Instead what he did was to rant about how disease states and vegetable dyes were the province of other magic categories altogether. So apparently his claim is that Muto can do absolutely fucking anything, on the grounds that any effect you might want to accomplish with any other magic category would therefore not be natural and would therefore be a thing you could apply with Muto. So since it is not in your nature to be sick, you can apply the effects of any disease state with Muto. And since it is not in your nature to be covered with plant products, you can cover yourself with plant products with Muto. And so on.

HTH lost the plot and started arguing the exact opposite of what he was supposed to argue, which was that Muto had clear boundaries. Instead, he effectively argued that it has no boundaries.
Lich Loved wrote:Setting aside the obvious issues with the spontanious casting rules, can we get back to discussing the rest of the system?

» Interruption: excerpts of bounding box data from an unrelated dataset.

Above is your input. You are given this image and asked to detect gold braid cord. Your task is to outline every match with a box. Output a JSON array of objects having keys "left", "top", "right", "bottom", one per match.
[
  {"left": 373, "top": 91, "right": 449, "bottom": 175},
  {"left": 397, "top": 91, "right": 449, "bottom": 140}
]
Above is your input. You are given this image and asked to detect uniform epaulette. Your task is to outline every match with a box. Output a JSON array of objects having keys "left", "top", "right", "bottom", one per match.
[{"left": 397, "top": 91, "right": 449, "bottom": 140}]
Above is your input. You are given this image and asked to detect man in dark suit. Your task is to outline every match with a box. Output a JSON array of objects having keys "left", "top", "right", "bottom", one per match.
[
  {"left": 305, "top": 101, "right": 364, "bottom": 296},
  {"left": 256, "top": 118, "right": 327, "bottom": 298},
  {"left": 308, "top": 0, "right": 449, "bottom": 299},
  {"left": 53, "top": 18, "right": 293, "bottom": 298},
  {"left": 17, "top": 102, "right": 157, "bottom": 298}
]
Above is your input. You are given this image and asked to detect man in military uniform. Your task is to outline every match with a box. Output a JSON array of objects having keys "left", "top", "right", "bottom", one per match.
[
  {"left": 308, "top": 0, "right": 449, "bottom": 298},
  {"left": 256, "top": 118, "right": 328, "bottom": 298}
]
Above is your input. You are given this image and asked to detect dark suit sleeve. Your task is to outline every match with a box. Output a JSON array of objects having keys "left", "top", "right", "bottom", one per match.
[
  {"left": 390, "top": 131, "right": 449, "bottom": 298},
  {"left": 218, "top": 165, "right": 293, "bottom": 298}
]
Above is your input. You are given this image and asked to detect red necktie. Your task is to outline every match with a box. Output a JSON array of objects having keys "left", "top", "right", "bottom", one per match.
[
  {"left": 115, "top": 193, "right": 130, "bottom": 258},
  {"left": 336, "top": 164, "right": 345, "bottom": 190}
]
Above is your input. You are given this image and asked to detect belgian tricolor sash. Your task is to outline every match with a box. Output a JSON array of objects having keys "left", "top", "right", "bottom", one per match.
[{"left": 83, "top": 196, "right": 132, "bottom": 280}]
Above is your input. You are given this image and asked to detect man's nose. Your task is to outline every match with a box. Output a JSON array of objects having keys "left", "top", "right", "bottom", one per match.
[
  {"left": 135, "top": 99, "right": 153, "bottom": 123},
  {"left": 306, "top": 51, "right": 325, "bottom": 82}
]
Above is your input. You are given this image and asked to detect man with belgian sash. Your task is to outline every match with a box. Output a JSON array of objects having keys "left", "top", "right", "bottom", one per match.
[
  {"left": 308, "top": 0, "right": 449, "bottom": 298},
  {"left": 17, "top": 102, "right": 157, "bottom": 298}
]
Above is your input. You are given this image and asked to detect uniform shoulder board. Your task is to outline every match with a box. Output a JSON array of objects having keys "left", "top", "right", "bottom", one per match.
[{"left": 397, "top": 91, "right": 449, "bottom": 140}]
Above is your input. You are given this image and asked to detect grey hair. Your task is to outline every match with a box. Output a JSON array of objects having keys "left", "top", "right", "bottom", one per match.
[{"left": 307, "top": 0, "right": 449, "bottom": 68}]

Where can I get some reasonable non-wanky reviews of the system that might intrigue me to give it a try? Is there anything else a burned out d20 player should know before delving in? Are there any essential books to obtain / stay away from when investigating the system?
Well, as you can tell from all the dumbasses who jump up to "defend" it, Ars Magica attracts the worst sort of naval gazing hipster bullshitters you can imagine. Ars Magica was made by the people who became White Wolf before they were White Wolf, which means that you're basically dealing with White Wolf fans who liked White Wolf before it "sold out" with Masquerade. Holy. Fucking. Shit. Pretentious hipsterism at a level you can't even imagine. The pretentious bullshit gets worse with every new edition because the fanboys have more to remind you about how they liked the game when it was on vinyl or some shit.

That being said, it's basically Cyberpunk 2020 in fantasy format. I'll probably get a lot of flak for that comparison, but there really aren't that many twists you can pull on a d10 system against a variable TN. It's not super crunchy, but it's pretty fast.

The magic system is, as we've established repeatedly by the testimony of fanbois trying and failing to claim otherwise, a clusterfuck. It's evocative and thematic, but even five editions in no one can tell you what the fucking spell schools do. It's kind of a problem. For the spontaneous magic, it's a huge problem because you're supposed to write the spell effects in the middle of the action and that doesn't fucking work. For the premade spells, it scarcely matters at all.

The Troupe system is very innovative and cool. By rotating through playing Quadratic Wizards, Linear Fighters, and piles of Mooks, the game manages to solve the Linear Warriors / Quadratic Wizards problem. Wizards get to be better than you, but the game as a whole remains balanced. That's an achievement worthy of high praise.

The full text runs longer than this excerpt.